The National Collegiate Athletic Association (NCAA) has been accused of hypocrisy after its Board of Governors decided to prohibit states from hosting tournaments if they have laws that discriminate based on sexual orientation and gender identity.

At its quarterly meeting in Indianapolis, the board adopted a new requirement for sites hosting or bidding on NCAA events in all divisions from the Men's and Women's Final Fours to educational events such as leadership development conference.

Hosts or bidders will have to demonstrate how they will provide an environment that is safe, healthy, free of discrimination and safeguards the dignity of everyone involved in the event, the NCAA said in a statement.

"The higher education community is a diverse mix of people from different racial, ethnic, religious and sexual orientation backgrounds," said Kirk Schulz, president of Kansas State University and chair of the Board of Governors. "So it is important that we assure that community – including our student-athletes and fans – will always enjoy the experience of competing and watching at NCAA championships without concerns of discrimination."

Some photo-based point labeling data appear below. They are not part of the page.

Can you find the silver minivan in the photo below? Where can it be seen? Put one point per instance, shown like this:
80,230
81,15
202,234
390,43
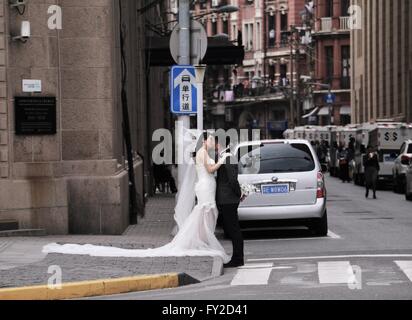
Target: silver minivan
290,185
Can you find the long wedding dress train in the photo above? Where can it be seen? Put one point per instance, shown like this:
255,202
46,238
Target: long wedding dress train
195,236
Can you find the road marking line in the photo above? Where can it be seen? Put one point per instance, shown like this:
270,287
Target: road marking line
334,235
336,272
335,257
252,275
331,235
406,267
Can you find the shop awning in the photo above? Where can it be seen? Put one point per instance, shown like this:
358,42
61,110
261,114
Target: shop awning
310,114
324,111
345,110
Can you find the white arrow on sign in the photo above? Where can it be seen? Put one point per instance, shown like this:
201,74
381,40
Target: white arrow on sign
181,78
184,81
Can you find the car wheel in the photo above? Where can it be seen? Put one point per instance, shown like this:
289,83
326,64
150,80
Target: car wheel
319,227
397,185
408,195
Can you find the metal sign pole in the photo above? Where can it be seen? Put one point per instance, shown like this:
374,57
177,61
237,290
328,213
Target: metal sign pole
184,59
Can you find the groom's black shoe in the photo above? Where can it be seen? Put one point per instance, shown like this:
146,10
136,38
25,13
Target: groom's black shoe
234,264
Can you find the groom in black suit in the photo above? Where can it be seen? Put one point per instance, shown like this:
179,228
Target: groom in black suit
228,197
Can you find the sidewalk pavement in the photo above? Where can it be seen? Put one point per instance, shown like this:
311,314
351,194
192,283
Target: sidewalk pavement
23,264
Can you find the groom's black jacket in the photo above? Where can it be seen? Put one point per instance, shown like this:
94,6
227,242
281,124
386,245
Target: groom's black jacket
228,189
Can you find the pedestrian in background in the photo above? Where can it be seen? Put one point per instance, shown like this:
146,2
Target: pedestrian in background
343,163
371,164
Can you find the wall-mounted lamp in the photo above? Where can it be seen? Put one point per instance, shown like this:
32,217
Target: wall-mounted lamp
25,32
20,5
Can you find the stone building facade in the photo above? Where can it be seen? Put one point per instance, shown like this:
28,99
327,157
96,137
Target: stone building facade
381,64
264,28
332,60
76,181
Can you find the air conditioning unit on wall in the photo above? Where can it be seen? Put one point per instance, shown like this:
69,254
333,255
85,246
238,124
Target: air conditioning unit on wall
283,8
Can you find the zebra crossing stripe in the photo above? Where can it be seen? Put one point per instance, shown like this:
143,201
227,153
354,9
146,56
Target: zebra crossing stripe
406,267
257,274
336,272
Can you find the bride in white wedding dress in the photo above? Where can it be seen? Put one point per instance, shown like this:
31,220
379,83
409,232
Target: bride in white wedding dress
196,229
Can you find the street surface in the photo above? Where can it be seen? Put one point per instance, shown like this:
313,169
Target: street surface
367,255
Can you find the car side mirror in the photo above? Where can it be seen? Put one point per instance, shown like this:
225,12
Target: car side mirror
406,161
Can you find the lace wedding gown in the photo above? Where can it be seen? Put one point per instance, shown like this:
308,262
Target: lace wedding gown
196,235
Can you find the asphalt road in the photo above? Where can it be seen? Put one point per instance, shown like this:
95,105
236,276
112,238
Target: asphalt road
367,255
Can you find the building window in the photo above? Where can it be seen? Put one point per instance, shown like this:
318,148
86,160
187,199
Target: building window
345,4
258,36
248,36
284,28
234,32
329,64
345,67
203,4
271,31
214,27
225,27
328,8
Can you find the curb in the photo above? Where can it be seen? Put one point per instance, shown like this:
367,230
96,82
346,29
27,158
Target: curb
103,287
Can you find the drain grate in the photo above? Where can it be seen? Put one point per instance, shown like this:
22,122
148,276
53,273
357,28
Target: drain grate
383,218
358,212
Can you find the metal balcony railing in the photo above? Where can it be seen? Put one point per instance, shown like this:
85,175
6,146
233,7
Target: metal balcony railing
326,24
344,23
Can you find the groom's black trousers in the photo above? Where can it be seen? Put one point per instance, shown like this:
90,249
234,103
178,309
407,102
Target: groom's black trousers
231,227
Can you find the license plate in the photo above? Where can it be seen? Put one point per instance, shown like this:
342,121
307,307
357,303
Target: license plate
275,189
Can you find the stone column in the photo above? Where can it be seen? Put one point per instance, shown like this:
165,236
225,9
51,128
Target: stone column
4,152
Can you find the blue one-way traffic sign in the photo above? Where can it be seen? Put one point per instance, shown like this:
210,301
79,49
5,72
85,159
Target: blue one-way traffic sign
183,90
330,98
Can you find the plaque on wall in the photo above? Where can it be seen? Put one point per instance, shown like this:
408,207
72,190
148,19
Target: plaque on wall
35,115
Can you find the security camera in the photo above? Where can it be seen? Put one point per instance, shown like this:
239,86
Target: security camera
17,3
25,32
305,78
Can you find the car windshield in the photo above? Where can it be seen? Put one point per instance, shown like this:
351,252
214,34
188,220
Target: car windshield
275,158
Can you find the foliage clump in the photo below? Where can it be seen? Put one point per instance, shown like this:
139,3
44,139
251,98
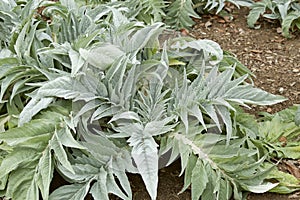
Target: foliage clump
93,93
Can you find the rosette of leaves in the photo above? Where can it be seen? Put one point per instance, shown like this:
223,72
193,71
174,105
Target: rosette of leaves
96,95
276,135
286,11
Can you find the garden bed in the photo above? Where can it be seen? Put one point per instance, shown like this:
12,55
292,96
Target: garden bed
275,62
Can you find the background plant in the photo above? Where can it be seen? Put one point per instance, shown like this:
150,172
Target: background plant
93,93
286,11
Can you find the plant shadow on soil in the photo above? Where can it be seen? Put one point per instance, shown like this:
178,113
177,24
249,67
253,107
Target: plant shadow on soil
274,60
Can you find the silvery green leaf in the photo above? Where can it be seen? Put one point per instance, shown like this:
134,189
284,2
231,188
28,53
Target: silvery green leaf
297,117
71,192
103,56
76,60
144,153
248,94
257,9
261,188
34,106
60,153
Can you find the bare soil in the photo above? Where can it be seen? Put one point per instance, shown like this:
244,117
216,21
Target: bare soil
275,62
273,59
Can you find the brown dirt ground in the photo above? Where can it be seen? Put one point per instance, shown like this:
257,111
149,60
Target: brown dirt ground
275,62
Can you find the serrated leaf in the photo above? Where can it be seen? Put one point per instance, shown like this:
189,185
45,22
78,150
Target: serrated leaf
297,117
288,21
199,180
71,192
103,56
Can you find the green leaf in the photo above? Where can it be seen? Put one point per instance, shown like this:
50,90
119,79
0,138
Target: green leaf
256,10
71,192
199,180
288,21
102,56
297,117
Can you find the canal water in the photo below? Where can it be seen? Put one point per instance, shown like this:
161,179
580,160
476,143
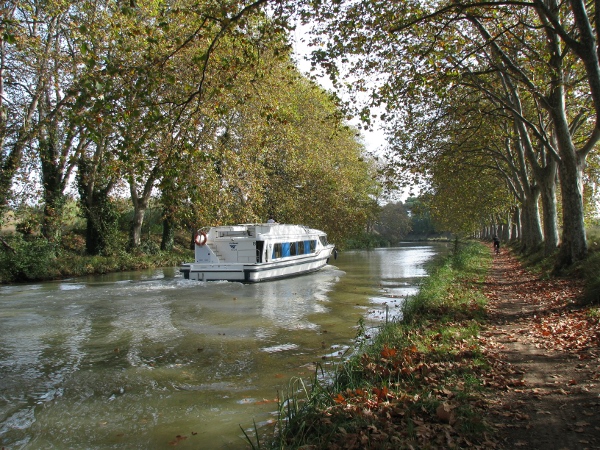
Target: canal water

The decision comes at the wake of new laws in Mississippi and North Carolina that critics said are anti-LGBT.

Last month, Mississippi Gov. Phil Bryant signed into law House Bill 1523 that protects sincerely held religious beliefs of religious organisations, private individuals and businesses against any action by the state.

North Carolina Gov. Pat McCrory has signed House Bill 2 that provides that bathroom use should be based on the user's biological gender.

The NCAA board said its decision is based on recent actions in state legislatures which have passed laws allowing residents to refuse to provide services to some people based on their sexual orientation or gender identity.

It said its decision reaffirms the NCAA's "commitment to operate championships and events that promote an inclusive atmosphere in which student-athletes participate, coaches and administrators lead and fans engage."

However, a Christian pastor said the NCAA's decision had nothing to do with inclusiveness.

"Make no mistake about it, this move is about the continuation of promoting the radical gay agenda and the targeting for punishment of those who don't fall in line," said Pastor Carl Gallups, who also hosts a weekly radio show in Florida, according to WND.

He added, "The NCAA statement quickly disclosed that it was most concerned about 'sexual orientation.' The political correctness of their feigned concern for equity is fraught with hypocrisy."